# Bilobed Flap



## Sarahp941 (Aug 22, 2017)

I need some help! How do I measure a bilobed flap (all locations-check, nose, etc)? Do you measure defect and total area, then add them together? This is the only flap I am having trouble with. I get conflicting information that you must measure each "defect" that is repaired within the flap itself. Thanks in advance! 
The Physician gave me this hypothetical example:
Final defect 5x5
Final length 10x10 = 100sq cm total


----------



## CatchTheWind (Aug 30, 2017)

You combine the sizes of both parts of the flap and code them as one.


----------



## Sarahp941 (Sep 14, 2017)

CatchTheWind said:


> You combine the sizes of both parts of the flap and code them as one.

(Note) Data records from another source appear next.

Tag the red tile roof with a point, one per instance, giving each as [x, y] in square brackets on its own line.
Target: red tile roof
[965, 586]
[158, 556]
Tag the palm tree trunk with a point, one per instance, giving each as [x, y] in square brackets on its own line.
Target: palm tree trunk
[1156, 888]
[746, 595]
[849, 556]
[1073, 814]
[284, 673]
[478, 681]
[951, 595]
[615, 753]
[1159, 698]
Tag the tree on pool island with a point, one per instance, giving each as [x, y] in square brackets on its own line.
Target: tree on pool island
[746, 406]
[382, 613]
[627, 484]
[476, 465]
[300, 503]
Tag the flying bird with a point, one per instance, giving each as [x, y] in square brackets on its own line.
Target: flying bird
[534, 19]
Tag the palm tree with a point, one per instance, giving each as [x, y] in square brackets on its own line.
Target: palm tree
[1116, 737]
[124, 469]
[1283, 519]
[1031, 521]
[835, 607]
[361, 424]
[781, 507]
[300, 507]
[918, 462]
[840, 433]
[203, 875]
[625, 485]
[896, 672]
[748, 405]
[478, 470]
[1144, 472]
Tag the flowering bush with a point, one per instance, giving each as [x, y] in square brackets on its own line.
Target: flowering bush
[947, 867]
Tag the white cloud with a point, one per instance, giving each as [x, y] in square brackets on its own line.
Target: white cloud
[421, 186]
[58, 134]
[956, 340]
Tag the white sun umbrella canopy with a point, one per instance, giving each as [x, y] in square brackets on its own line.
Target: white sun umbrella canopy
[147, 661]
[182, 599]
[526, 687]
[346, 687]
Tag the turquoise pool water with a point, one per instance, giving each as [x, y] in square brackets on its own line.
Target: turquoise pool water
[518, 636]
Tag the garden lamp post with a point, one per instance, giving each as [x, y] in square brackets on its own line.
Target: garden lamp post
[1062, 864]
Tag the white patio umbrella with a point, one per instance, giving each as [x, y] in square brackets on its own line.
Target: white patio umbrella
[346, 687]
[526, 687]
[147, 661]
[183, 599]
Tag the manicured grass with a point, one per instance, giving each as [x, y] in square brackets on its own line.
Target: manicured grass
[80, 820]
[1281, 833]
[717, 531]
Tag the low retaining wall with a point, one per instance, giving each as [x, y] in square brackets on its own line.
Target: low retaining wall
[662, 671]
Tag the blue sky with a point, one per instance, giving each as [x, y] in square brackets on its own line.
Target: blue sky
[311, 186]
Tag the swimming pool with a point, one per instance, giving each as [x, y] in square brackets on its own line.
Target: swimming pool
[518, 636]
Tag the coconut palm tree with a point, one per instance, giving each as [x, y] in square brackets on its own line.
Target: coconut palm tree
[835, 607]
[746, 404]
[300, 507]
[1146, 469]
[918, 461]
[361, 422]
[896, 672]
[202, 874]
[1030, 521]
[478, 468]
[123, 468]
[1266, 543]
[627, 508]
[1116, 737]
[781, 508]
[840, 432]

Thank you for your response, but I am sorry to ask you to elaborate a little more. My Physician seems to think if final defect is 5x5=25 and final repair is 10x10=100sq cm, then the flap is 75. Basically taking the difference between. I feel like I am missing something, but it doesn't seem right to me. I am very confused as to how to get the measurement of the flap. Thanks again for your help!


----------



## CatchTheWind (Sep 16, 2017)

How big was the actual flap?  This is what you should be coding.  (The defect and repair size don't count (but nor do they get subtracted), just the size of the flap itself.)


----------



## elsaee87 (Jun 2, 2021)

Transposition or rotation flaps (14XXX series) are based on the size of the defect. So if the defect is 30sq cm, and the bilobed flap requires two flaps (one to close the defect, one to close the skin 'donor' site), then double the defect size to 60 sq cm (or 14301)? Is that correct?


----------